One of the oldest historic sites in Safed, the cave of Shem and Ever was used as far back as the Byzantine period if not further. From the 4th century CE (Common Era), it was used as a burial cave by a prominent Jewish family of the time. It is believed that it was also the burial place of several Talmudic sages including Rabbi Dosa Ben Harkinas. However, there lots of other stories and legends surrounding this site, some of which are more believable than others.

Shem And Ever

Legend has it that Noah's son Shem and his great-grandson Ever, set up a Beit Midrash or House of Study in this cave. Depending on which story you believe, Avraham, Isaac or Jacob, or two or all three of them, went at separate times, to this cave to study Torah with these descendants of Noah.

Beit Al Achzan

Many believe that it was Jacob who should be most associated with this cave, as there are both Christian and Moslem legends pertaining to him and the cave. According to Moslem tradition, this cave is where Jacob went to mourn the presumed death of Joseph, and the Arabic name for the cave means House of Sorrow.

Daughters of Jacob

In Christian tradition the Cave of Shem and Ever is believed to be the burial place for Tuvia in the Apocrypha. During the Crusader period the cave was run by an order of nuns called The Daughters of Jacob since it was considered a holy site.

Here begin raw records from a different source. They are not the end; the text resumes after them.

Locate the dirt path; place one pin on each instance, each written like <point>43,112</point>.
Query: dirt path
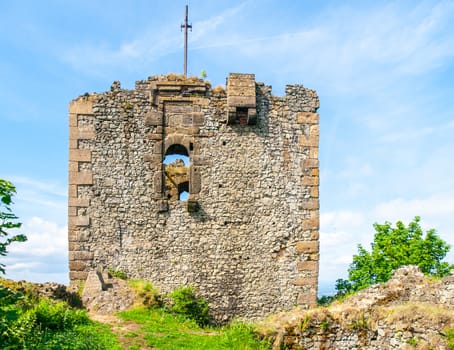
<point>129,334</point>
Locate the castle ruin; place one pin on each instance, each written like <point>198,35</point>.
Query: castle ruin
<point>247,234</point>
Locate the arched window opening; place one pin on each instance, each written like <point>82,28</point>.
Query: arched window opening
<point>176,168</point>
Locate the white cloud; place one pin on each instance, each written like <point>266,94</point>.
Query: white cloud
<point>43,257</point>
<point>343,220</point>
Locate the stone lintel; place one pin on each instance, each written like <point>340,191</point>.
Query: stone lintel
<point>307,247</point>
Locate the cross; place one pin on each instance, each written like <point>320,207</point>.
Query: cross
<point>185,25</point>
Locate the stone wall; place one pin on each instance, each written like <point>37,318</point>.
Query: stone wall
<point>410,311</point>
<point>247,237</point>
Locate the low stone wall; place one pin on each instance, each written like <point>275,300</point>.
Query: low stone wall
<point>410,311</point>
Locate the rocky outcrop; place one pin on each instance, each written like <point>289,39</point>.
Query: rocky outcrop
<point>104,294</point>
<point>410,311</point>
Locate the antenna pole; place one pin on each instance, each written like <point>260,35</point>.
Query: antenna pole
<point>186,26</point>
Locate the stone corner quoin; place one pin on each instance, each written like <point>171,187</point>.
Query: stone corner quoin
<point>237,217</point>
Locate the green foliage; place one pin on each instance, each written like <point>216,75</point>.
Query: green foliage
<point>392,248</point>
<point>118,274</point>
<point>450,338</point>
<point>169,331</point>
<point>413,341</point>
<point>30,323</point>
<point>8,220</point>
<point>149,294</point>
<point>325,300</point>
<point>186,302</point>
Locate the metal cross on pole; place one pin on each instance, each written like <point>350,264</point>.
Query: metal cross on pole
<point>185,26</point>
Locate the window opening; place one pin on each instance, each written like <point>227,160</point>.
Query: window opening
<point>241,115</point>
<point>176,169</point>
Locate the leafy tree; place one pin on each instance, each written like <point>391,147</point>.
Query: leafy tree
<point>394,247</point>
<point>8,220</point>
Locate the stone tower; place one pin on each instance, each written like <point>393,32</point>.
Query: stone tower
<point>247,235</point>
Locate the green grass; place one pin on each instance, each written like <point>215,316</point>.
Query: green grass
<point>167,331</point>
<point>450,338</point>
<point>29,322</point>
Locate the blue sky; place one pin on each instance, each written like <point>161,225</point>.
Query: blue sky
<point>384,72</point>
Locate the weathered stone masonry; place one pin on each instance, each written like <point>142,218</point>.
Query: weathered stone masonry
<point>247,237</point>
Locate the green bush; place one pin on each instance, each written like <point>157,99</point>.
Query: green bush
<point>185,302</point>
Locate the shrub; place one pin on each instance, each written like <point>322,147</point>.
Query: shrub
<point>185,302</point>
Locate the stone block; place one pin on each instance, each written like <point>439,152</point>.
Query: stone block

Perhaps this is why the Arabic name of the cave became Awlad Ya'acob (Children of Jacob in Arabic) and this is the name it was known by Chaim Vital, the disciple of the Ari, in the 17th century.

Mameluke Period

In the Mameluke period the Governor of Safed, Bachtamur el Juchandar, had the cave enlarged and refurbished, and it was used by Muslims worshipers. From then on Jews were generally prevented from praying there, except in exceptional circumstances.

The Montefiores

One such exception was when Sir Moses and Lady Judith Montefiore visited Safed in 1839 as part of their tour of Israel. They were given permission to enter the cave and Lady Montefiore compared it to the catacombs used to bury members of the Sanhedrin in Jerusalem.

The Cave Today

The cave is still used both for prayer and study, usually on a Shabbat afternoon in summer. Although the gates are normally locked, you can peer through them and imagine that you can see Shem and Ever still bent over their scrolls, studying. If you are lucky you might find the gates open and be able to join a study group, a prayer minyan, or just look around the caves. In front of the cave is a courtyard with stone benches where you can sit and contemplate.

The Rose Garden

Above and surrounding the cave is a lovely rose garden with a few benches where you can picnic or take a rest in the shade.

Getting There

Located just off Palmach Street, by the bridge crossing Jerusalem Street.

By car: drive up Palmach from the bus station and just before you get to the Sariya, you will see car parking on your left next to the rose garden.

By foot: go up the steps leading from the bridge, and turn left, cross the road and you will see the path leading to the garden and the cave. If you are coming from the Midrahov go up the path by the side of the photo shop, opposite Bank Hapoalim, and then cross the road and walk towards the garden and the municipal information sign.